COMMENT:  When the Janus decision came down, I celebrated.  Because public employee unions would have to compete for members and potential members would have the ability to say “yes, I join” or “no, I don’t join.”

In turn, that also would have meant that public employee unions wouldn’t have a guaranteed nest egg of money to make election contributions.

Now, it appears that unions, again, have found a way around the new law.

FROM THE NEW YORK TIMES:  “If there’s one thing a top-notch grifter knows how to do, it’s exploit a crisis.

“So it is that Donald Trump has transformed the F.B.I.’s search of his Mar-a-Lago home from a potentially debilitating scandal into a political bonanza — one that threatens to further divide a twitchy, polarized nation.

“His formula for this alchemy?  The usual:  Playing on pre-existing grievances among his followers — in this case, the right’s bone-deep suspicion and resentment of federal authority.

“If you thought members of the MAGAverse were jacked up on Deep State conspiracy theories before, just wait until they spend several more weeks consuming the toxic spin-sanity that Trump and his enablers have been pushing out like black tar heroin.

“Once Trump donned his trusty cloak of victimhood, which by now must be threadbare from overuse, the Republican response to the search was predictable:  His base roared in outrage, a display of blind fealty featuring threats of lethal violence against their savior’s perceived persecutors.”

COMMENT:  This post was written by one of my new favorite cmmentators, Michelle Cottle. 

She gets Donald Trump just right by calling him “grifter in chief.”

His narcissistic response – everything revolves around him – leads me to continue wondering why so many Republicans in this country still tolerate his over-the-top actions.

FROM NEW YORK TIMES EDITORIAL WRITERS:  “Trump’s unprecedented assault on the integrity of American democracy requires a criminal investigation.  The disturbing details of his post-election misfeasance, meticulously assembled by the January 6 committee, leave little doubt that Trump sought to subvert the Constitution and overturn the will of the American people.

“The president, defeated at the polls in 2020, tried to enlist federal law enforcement authorities, state officials and administrators of the nation’s electoral system in a furious effort to remain in power.  When all else failed, he roused an armed mob that stormed the Capitol and threatened lawmakers.”

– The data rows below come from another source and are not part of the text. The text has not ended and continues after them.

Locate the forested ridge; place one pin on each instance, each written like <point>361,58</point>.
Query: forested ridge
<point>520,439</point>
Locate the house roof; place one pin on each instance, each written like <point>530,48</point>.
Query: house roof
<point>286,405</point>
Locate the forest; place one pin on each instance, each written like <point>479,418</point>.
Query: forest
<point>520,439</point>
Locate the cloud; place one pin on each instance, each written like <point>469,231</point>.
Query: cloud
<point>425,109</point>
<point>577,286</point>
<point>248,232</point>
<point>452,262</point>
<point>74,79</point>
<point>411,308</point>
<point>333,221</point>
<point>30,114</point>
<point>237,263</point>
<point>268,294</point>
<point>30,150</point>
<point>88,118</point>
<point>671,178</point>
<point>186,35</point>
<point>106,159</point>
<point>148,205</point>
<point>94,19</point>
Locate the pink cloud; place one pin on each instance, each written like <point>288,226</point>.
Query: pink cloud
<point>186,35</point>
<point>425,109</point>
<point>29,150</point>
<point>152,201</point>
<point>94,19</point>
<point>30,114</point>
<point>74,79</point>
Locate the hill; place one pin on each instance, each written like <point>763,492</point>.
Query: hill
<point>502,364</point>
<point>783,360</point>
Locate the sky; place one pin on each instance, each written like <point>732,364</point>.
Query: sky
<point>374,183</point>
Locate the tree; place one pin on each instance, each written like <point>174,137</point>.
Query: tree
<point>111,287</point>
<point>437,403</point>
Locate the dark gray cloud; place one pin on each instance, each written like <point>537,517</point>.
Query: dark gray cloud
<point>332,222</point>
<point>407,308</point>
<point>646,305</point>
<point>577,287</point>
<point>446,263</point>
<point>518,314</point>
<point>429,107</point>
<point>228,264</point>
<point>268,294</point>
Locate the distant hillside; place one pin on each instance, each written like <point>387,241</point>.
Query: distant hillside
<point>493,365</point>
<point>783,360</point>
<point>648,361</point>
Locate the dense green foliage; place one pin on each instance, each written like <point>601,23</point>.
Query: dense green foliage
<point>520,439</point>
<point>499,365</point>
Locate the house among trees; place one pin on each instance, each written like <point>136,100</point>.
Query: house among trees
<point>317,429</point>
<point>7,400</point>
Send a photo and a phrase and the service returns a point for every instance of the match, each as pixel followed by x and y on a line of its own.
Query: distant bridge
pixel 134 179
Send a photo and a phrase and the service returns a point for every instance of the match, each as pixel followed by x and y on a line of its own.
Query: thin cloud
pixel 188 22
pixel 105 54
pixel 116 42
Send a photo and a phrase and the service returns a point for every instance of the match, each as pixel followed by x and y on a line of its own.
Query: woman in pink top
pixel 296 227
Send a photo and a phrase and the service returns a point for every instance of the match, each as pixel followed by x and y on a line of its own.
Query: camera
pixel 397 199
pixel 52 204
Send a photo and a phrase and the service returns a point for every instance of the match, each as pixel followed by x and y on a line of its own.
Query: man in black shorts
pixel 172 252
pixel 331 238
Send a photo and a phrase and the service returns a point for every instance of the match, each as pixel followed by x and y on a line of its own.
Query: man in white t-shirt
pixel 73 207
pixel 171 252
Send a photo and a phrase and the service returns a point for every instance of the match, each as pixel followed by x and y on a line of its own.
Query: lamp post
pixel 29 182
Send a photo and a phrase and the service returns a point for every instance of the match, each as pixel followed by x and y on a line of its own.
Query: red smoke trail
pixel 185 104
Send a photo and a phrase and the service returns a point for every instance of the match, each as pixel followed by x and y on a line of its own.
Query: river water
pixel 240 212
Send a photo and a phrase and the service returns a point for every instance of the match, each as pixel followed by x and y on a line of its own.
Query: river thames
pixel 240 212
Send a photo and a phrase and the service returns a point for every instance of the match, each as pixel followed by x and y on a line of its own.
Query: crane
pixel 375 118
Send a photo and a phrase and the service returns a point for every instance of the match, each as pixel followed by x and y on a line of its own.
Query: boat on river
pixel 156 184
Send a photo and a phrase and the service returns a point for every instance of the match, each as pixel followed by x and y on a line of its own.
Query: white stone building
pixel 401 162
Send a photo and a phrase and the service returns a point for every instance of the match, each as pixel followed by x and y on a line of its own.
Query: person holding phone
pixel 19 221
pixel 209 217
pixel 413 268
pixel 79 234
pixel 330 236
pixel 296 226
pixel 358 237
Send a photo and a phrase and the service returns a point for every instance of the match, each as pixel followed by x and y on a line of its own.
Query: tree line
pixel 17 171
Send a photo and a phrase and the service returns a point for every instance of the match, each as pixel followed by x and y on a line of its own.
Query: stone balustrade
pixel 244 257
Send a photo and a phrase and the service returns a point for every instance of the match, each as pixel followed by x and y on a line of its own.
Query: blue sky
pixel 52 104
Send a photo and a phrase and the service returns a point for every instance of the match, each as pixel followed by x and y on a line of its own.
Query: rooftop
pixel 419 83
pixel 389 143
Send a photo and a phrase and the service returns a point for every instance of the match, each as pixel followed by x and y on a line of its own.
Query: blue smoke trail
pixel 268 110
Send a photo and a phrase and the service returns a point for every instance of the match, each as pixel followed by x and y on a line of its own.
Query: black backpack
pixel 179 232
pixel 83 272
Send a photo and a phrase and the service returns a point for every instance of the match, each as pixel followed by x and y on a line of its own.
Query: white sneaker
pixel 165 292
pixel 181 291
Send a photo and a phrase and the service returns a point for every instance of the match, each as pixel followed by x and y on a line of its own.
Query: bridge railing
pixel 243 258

COMMENT:  No one should be above the law and that includes Trump.  For all of his actions – lying incessantly, provoking an insurrection, and declining to turn over classified documents (plus many more) – Trump deserves to be tried and, I say, convicted in a court of law.

What appears above are only excerpts of the New York Times editorial.  In full length, it is well-written and well-researched, worthy of being read in full.  And it proves beyond a shadow of doubt that Trump deserves oblivion.